We don't want to convert to another type of file, we will be doing regular updates to the presentations so it's far easier for us to keep them as PowerPoint files. Also, a large part of the new training is click-thru pages so the people can progress at their own pace, assuming that could be done in Flash it would be, I'm sure, more work and we are on a time crunch (unheard of in the tech world, I know).
 
You guys use SharePoint internally?

Even with the OpenXML standard, M$ has done a pathetic job in coming up with an API. Look up things like Office Automation (the freaking documentation is under Office for VBA - lol), but even then, manipulating the files will be tedious if not impossible.

Refer to these links: http://msdn.microsoft.com/en-us/library/bb735940.aspx and http://support.microsoft.com/?id=257757

If you find a full-blown solution, please share.
 
If you need the actual PowerPoint document, maybe like Atheus said it is possible to either a.) store the PowerPoint files in a database or b.) store them on the file system and a reference to the filename in a database, and then convert the PowerPoint to Flash on the server before it is displayed.
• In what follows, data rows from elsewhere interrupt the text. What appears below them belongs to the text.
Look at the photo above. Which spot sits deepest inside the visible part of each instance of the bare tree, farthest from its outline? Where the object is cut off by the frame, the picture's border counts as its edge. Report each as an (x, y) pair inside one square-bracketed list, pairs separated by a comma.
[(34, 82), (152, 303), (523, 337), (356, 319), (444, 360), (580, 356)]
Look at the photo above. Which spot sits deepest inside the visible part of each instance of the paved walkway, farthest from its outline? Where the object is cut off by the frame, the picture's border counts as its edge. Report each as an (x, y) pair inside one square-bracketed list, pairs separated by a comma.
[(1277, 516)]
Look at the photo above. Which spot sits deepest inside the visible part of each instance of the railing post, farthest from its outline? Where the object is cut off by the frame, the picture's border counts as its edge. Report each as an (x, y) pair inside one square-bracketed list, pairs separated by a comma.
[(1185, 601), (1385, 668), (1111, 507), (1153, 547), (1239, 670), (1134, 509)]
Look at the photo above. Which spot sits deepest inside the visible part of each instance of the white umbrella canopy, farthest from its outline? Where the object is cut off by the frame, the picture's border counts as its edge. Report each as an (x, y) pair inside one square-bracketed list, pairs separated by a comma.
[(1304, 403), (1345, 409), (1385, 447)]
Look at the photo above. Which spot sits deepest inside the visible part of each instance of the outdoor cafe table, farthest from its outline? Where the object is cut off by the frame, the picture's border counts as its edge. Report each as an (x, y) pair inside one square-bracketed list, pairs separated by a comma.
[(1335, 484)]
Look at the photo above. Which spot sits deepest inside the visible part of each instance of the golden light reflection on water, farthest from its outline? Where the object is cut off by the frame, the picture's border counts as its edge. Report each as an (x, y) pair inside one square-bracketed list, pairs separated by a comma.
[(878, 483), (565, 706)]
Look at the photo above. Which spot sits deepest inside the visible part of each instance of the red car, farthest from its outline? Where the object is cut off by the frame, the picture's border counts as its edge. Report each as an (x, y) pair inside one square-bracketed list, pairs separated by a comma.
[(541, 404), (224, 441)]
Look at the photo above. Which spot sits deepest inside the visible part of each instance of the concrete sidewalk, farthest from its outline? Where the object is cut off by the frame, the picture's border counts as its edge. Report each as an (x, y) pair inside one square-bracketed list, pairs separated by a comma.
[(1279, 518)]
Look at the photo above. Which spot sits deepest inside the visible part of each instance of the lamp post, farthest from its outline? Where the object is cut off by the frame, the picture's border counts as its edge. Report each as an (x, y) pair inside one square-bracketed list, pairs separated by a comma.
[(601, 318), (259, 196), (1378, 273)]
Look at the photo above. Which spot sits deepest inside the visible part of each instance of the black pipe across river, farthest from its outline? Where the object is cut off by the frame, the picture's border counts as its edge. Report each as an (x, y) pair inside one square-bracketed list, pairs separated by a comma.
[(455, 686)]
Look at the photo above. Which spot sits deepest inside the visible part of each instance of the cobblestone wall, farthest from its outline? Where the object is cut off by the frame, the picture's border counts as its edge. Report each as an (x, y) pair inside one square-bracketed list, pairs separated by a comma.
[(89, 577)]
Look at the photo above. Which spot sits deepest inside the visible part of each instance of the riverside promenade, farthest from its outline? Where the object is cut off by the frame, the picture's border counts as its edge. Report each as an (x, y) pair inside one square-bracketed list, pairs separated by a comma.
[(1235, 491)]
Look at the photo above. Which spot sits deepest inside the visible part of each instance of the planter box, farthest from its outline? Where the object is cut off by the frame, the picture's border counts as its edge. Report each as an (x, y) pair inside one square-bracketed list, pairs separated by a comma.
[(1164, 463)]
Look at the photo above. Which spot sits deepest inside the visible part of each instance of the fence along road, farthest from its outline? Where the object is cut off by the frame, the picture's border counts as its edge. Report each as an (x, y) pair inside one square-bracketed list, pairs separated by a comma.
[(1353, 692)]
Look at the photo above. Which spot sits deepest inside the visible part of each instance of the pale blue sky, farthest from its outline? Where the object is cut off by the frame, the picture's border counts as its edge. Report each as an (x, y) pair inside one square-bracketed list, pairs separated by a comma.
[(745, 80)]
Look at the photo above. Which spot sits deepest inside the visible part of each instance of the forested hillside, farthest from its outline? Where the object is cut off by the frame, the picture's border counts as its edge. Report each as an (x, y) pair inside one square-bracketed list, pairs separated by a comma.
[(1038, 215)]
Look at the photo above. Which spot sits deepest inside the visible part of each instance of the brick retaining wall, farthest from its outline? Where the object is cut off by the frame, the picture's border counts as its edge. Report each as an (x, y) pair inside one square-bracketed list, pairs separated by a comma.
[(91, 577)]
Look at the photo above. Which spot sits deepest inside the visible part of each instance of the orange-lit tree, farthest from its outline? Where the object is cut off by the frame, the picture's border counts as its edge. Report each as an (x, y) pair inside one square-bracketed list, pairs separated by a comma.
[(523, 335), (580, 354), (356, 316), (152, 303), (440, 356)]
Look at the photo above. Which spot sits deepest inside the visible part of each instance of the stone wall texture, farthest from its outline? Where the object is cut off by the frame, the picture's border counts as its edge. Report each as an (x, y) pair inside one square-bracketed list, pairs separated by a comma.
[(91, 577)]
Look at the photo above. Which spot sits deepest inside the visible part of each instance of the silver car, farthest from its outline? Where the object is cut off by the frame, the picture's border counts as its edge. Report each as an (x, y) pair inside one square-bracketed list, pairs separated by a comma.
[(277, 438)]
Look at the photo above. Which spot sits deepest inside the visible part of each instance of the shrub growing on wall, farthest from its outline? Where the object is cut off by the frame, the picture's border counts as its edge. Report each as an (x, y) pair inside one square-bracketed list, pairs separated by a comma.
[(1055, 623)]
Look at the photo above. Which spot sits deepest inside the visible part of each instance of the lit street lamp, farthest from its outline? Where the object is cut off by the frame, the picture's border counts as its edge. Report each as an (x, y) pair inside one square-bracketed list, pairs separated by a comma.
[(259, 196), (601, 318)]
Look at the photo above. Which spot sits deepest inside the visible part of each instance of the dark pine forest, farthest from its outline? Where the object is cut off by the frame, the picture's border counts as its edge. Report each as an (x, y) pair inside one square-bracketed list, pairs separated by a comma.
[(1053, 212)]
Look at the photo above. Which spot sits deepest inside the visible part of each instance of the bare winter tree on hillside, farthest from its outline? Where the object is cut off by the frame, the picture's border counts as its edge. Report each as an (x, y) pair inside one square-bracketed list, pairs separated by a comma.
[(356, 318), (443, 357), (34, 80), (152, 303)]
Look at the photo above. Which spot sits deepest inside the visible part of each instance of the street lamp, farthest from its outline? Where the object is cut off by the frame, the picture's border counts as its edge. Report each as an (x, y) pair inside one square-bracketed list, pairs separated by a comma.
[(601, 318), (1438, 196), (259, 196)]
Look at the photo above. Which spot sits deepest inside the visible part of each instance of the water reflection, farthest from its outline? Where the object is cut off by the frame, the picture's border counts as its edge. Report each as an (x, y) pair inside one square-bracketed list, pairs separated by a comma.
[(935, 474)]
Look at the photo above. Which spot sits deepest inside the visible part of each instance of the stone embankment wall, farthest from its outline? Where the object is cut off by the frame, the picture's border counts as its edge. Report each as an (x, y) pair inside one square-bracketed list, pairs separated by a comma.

That way you keep your PowerPoint document on hand as well as have the Flash viewing capability.
 
SharePoint would probably be the easiest for you. You can edit the files right on the server, it provides for automagic versioning, and you can restrict files on a fairly granular basis. Plus, it's free. I believe the "webpart" you'll need is a "Document Center".
 
I doubt they would want to go the SharePoint route, we are still on Office 2003 for some specific reasons, not the least of which 2007 is a PITA, but I doubt I could justify the cost of a SharePoint Server just to display some PowerPoint presentations.

As for the Flash option, again, would that keep the existing transition effects? Some of them are key to how the presentation is displayed, for example with the screen capture videos the slide has to be set to automatically proceed to the next slide once the movie finishes playing, for everything else the user has to click to proceed. Would this stay the same in Flash, or would it require extra coding?

Anydraw looks promising, and an option like that will probably be the logical conclusion, the only thing I am trying to avoid is having the user required to download and install an Active X control. all else being equal it's minor, but for the majority of our field employees any extra step like that causes a sizable increase in the number of Help Desk calls.
 
SharePoint services is free and included in Server 2003 R2 and SBS 2003.

What you need is a document management solution, and SharePoint is by far the cheapest (because it's free).

You don't need the full SharePoint Server for this purpose.